At Vancouver General Hospital when many patients were undergoing life-saving operations while a leak occurred in a floor and the dirty water was leaking from the ceiling. This mishappening occurred due to the construction work on the third floor of the hospital and that caused the pipe to leak and water dropped in the operating theatres, then in the light and ventilation shafts into the QRs.
Many patients are in loss. The time was approximately 11 am and many operations were taking place, some of them were crucial which will be taking five hours. Some emergency operations were continued even after the leakage and the patients and nurses were shifted to other room which was safe to continue the operation. In one case, a surgeon decided it was not safe to continue working in the leaking OR, so the patient on the table was temporarily closed up with sutures and the medical team moved the patient to an adjacent room where the all-day operation resumed.
18-20 operating rooms which were damaged will now be finally back in use from Thursday. Cancer surgery was going on and then suddenly medical professional watched something dripping by from ceilings and then many of the operations were postponed due to the bad infrastructure.
Dr. Marcel Dvorak, a spinal surgeon who is an associate medical director at Vancouver Coastal Health, said multiple ORs had “active water” dripping into the peripheral areas of the ORs. Nurses and other hospital staff “flew into action” using blankets to soak up water on the floors and suctioning water off equipment and surfaces.

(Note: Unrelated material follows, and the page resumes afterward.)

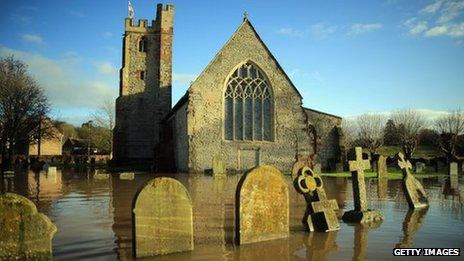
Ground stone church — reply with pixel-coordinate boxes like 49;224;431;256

Tens of millions of dollars worth of electronic and sterile surgical equipment had to be protected and sealed with plastic.
Hospital is thanking god that no patient developed any kind of infection or any complications by surgery.
“All emergency cases, like trauma, were managed, and that’s saying a lot because 60 per cent of our cases are emergencies — like transplants, ruptured aneurysms, cardiac emergencies, spinal cord injuries, etc., which means they are unscheduled,” he said.
In one OR, the operation continued without incident for a number of hours, and in another, a patient was moved while under anesthetic “because it was deemed to be the safest thing to do.” Several rooms were considered “mechanically safe” with electrical and humidity systems intact so operations in progress were completed, but 13 other cases that were scheduled for that day were cancelled, Dvorak said.
“VGH treats the sickest of the sick from all over the province,” Dvorak said.
There is a construction work going on to resettle all the operating rooms and it will cost around $102 million. The hospital also decided to open and establish new ORs in order to escape from the mishappening in the future.
The existing ORs at VGH are 30 years old and considered too small for many types of cases requiring big medical teams, robotics and imaging equipment. Eventually, the existing ORs could be decommissioned or replaced. Dvorak said the OR expansion is “on time and on budget.”
He said anyone who has ever done renovations knows they can expect problems of some sort. “This was an out of the blue incident.”
“The exact details of who did what is now being investigated. Our first priority was focusing on keeping patients and staff safe.” said by Andrea Bisaillon who is the operation director at VGH.
She said PCL is the overall contractor for the construction project. The restoration company that has been retained for the salvage effort is called Proactive and “they are extremely aware of the fact that our first priority is the safety and lives of our patients.”
Dvorak said emergency preparedness exercises that hospital staff undergo to prepare for natural disasters such as earthquakes or other crises proved their worth.
“Simulation exercises that we do to learn how to handle mass casualties and other critical incidents help us prepare for these kinds of scenarios.”
Carrie Stefanson, a spokeswoman for the hospital and health authority, praised the efforts of hospital staff, both during and after the crisis.
“During a week of repairs and remediation, VGH has continued to meet the needs for emergent, urgent and transplant surgeries, including a cardiac diversion case from Royal Columbian Hospital.”